But the satellite photographs amount to images easily downloaded from Google Earth.
A law enforcement official characterized the surveillance videos as “amateurish”; but he added that the material offered enough detail, taken together with the Google images, to at least help with planning.
The complaint also states that the men discussed “escape routes” through local roads and highways.
Many of the plot’s larger details are left to the imagination.
According to the complaint, one suspect discussed the need to disable an airport control tower, the better to provide cover to destroy the fuel tanks.
Another problem is that none of the suspects appears to have planned or carried out any previous attacks.
Nor do the men appear to possess relevant military training.
One defendant, Abdul Kadir, is said to have warned the others that the Islamists in Trinidad “had their own rules of engagement and wanted to minimize the killing of innocents such as women and children.” He suggested an early-morning assault to take out buildings rather than people, the complaint says.
Other planners seem to come and go, and in the end, one of the men, Kareem Ibrahim, advises that he will present their terror plan to “contacts overseas who may be interested in purchasing or funding it.”

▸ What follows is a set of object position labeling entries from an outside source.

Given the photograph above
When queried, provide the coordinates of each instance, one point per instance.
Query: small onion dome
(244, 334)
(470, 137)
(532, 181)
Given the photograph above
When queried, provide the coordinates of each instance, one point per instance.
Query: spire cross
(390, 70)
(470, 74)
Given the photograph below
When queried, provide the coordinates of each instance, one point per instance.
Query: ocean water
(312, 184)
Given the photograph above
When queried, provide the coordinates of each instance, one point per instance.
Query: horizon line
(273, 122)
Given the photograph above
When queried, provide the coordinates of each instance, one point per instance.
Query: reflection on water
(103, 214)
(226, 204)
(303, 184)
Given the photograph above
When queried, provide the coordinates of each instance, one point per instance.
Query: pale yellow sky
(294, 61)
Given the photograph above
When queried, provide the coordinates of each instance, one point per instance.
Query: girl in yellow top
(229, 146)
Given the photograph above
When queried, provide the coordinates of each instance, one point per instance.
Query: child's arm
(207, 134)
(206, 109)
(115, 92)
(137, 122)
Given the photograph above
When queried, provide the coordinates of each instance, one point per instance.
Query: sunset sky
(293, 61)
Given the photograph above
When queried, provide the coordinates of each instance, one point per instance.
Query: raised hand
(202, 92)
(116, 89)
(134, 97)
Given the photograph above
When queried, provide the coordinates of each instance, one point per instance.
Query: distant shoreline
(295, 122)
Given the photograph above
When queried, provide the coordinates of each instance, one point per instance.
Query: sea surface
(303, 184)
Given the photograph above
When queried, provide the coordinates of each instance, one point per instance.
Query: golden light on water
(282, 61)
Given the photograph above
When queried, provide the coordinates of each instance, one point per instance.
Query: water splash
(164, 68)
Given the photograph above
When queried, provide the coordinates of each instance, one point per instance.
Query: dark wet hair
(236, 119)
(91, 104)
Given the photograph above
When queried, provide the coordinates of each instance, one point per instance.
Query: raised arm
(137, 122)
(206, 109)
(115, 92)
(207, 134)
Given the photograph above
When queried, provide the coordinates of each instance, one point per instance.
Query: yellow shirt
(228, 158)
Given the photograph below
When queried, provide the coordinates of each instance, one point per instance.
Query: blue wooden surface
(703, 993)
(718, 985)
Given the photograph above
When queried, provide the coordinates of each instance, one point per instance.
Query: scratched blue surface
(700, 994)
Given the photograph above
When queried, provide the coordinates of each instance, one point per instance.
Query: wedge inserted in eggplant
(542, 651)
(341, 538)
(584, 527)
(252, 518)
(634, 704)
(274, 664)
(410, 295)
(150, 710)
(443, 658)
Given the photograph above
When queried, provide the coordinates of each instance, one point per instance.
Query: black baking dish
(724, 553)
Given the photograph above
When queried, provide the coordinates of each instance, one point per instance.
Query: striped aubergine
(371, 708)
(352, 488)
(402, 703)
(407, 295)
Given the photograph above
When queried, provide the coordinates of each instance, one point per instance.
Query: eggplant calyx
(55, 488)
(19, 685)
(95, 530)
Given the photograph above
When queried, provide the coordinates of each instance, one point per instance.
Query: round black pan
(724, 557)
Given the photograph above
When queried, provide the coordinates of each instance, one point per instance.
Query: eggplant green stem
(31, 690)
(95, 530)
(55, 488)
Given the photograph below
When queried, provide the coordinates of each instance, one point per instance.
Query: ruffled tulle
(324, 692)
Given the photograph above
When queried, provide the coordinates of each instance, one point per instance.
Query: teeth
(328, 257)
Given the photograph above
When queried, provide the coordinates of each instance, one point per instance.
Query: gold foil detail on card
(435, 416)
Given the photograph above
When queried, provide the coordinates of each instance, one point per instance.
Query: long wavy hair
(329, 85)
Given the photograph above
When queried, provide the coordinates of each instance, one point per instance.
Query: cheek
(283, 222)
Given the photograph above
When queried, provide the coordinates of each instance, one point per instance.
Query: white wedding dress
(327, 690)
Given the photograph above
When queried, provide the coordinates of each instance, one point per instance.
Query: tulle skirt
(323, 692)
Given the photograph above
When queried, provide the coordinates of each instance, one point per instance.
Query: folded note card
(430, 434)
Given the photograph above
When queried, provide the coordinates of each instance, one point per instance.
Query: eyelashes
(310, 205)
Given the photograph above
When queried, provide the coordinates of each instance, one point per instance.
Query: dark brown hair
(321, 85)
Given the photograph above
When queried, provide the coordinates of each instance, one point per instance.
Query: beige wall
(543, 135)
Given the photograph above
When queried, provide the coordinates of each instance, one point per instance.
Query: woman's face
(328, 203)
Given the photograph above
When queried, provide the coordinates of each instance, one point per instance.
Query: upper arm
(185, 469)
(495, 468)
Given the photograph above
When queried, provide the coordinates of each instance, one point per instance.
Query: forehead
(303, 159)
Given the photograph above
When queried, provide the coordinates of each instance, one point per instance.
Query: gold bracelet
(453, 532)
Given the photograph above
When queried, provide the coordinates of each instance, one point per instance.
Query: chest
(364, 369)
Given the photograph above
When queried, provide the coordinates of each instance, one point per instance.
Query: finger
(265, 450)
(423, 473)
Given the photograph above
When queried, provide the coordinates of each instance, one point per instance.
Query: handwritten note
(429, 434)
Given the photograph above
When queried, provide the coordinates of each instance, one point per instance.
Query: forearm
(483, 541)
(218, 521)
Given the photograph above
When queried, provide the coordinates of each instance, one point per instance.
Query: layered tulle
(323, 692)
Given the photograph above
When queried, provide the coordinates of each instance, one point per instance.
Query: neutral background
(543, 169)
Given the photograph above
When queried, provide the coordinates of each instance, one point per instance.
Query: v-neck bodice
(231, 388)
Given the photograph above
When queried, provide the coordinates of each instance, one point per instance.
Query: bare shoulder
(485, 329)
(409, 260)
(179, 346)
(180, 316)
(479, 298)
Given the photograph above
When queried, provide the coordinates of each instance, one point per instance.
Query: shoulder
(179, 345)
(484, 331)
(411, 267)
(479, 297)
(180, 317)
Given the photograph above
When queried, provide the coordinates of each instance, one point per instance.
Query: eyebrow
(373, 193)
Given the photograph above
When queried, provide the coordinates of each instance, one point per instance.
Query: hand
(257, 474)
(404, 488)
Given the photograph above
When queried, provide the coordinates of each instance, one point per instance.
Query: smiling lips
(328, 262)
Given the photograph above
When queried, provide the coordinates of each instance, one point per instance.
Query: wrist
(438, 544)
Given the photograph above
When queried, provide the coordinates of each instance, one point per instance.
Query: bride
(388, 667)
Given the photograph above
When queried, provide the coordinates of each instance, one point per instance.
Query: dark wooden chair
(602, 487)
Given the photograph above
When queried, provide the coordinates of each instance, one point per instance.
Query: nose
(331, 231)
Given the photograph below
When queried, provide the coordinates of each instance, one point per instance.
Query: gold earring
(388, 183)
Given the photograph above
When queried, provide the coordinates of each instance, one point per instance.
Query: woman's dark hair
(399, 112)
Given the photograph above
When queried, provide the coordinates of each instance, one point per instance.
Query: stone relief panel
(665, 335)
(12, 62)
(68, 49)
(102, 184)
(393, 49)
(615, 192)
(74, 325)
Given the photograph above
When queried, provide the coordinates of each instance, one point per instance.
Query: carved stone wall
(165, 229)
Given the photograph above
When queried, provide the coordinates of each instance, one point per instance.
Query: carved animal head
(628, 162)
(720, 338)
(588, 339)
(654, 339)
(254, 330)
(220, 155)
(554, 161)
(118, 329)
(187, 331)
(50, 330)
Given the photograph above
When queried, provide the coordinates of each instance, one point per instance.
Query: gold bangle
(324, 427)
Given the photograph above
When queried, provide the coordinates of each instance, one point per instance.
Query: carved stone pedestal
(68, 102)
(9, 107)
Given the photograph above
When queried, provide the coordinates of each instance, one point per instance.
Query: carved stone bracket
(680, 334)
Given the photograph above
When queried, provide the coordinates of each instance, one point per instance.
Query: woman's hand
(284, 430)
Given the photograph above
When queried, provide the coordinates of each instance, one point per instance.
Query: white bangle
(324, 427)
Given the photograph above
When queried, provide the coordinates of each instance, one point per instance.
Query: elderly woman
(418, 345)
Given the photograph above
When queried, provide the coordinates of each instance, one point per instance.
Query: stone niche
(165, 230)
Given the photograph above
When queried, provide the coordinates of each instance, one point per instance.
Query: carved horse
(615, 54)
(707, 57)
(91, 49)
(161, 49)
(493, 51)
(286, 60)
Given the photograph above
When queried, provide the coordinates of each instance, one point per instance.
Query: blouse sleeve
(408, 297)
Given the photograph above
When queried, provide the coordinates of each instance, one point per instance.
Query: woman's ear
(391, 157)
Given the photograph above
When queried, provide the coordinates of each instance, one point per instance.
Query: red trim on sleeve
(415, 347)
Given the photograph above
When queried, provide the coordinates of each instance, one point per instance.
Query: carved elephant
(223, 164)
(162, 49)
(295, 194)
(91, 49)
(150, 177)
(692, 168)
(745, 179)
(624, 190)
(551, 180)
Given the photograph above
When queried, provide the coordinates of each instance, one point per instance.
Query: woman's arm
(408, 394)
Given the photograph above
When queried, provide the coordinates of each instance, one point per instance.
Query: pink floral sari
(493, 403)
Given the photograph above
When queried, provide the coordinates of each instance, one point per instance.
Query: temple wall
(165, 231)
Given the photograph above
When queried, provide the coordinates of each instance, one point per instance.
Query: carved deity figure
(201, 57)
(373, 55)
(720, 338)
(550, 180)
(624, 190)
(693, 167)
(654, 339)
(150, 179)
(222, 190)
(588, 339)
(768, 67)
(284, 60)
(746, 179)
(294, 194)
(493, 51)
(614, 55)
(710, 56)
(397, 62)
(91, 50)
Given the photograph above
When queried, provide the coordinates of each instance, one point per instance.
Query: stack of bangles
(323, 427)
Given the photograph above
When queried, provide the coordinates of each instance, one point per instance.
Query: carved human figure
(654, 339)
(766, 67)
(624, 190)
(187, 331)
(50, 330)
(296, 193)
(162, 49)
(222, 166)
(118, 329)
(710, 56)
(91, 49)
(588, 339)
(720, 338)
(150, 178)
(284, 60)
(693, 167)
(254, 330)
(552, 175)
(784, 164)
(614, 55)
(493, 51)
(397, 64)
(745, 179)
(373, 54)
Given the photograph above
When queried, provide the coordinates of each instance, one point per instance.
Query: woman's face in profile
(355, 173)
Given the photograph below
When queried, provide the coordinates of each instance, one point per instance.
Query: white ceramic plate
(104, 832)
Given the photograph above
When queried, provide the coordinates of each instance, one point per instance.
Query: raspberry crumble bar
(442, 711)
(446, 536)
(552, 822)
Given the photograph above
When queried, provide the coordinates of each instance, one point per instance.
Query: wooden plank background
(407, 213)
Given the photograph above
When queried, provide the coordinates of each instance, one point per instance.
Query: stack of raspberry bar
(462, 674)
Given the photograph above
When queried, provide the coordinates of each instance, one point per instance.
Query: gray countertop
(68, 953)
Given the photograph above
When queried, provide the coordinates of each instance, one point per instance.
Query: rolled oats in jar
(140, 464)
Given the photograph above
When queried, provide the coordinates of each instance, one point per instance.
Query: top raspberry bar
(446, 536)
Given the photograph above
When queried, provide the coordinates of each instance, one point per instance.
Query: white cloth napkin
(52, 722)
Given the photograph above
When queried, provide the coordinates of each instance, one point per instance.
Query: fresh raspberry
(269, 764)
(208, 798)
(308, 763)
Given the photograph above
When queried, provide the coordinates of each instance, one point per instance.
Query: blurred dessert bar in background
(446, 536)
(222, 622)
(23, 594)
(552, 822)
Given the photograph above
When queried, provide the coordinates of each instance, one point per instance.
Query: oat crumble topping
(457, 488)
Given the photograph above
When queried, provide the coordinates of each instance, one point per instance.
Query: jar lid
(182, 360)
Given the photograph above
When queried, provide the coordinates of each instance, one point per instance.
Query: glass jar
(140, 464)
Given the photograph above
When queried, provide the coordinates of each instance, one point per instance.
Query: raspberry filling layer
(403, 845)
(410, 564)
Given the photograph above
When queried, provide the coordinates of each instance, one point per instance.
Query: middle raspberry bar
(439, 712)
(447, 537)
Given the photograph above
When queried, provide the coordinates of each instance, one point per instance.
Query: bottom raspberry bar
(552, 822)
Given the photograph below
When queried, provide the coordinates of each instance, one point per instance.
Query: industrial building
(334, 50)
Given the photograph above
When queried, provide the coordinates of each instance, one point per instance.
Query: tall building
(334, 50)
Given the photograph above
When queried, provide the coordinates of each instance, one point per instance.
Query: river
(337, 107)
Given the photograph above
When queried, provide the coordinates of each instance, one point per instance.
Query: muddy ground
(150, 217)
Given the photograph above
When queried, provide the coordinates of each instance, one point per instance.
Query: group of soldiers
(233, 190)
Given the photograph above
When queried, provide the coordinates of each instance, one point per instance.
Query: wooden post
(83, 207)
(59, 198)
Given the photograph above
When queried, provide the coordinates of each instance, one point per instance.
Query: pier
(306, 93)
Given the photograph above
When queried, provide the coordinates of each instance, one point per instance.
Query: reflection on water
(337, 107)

But law enforcement officials say some caution is advised here. Terror plots, particularly those planned ad hoc by freelancers, tend to be messy affairs. There is no assurance that all the plotters share the qualms of a few. Nor is there any assurance an angry plotter might discard the collective long-term planning and strike alone quickly and violently.
“Even if he shoots up a terminal, it’s a disaster,” said a city law enforcement official, who declined to be named because of the sensitivity of the topic. “At a certain point, once you’re sure there isn’t a larger Al Qaeda involvement, you just move.”
An official in the Justice Department defended the way the case was presented to the public, saying federal authorities offered a reasoned picture of the case and the threat. “We repeatedly let people know there was not a threat to the airport and this was a plot that was nowhere near completion,” said the official, who spoke on condition of anonymity because he was not authorized to address the issue. “The documents speak for themselves.”
Mary Jo White, who was the United States attorney in Manhattan for nearly a decade and oversaw the successful prosecution of the first World Trade Center bombers in 1993 and the men who attacked the American embassies in Kenya and Tanzania in 1998, said the challenges to a prosecutor are significant.
“Obviously, when you speak about these plots, you don’t want to scare the public unnecessarily,” she said. “But if we’ve learned anything from 9/11 it is we should never again fail to take seriously the lower-level terrorist or wannabe terrorist or the most seemingly apocryphal plot, because they may well occur.”
But Mr. Sonnett, who also is a past president of the National Association of Criminal Defense Lawyers, noted that there is a broader risk in overstating the sophistication of a terror plot. At a time when many Americans live in justified fear of an attack, the risk is that drumbeating creates a climate of fear and drives public policy.
“To the extent that you over-hype a case, you create fear and paranoia,” he said. “It’s very difficult for prosecutors and investigative agencies to remain calm.”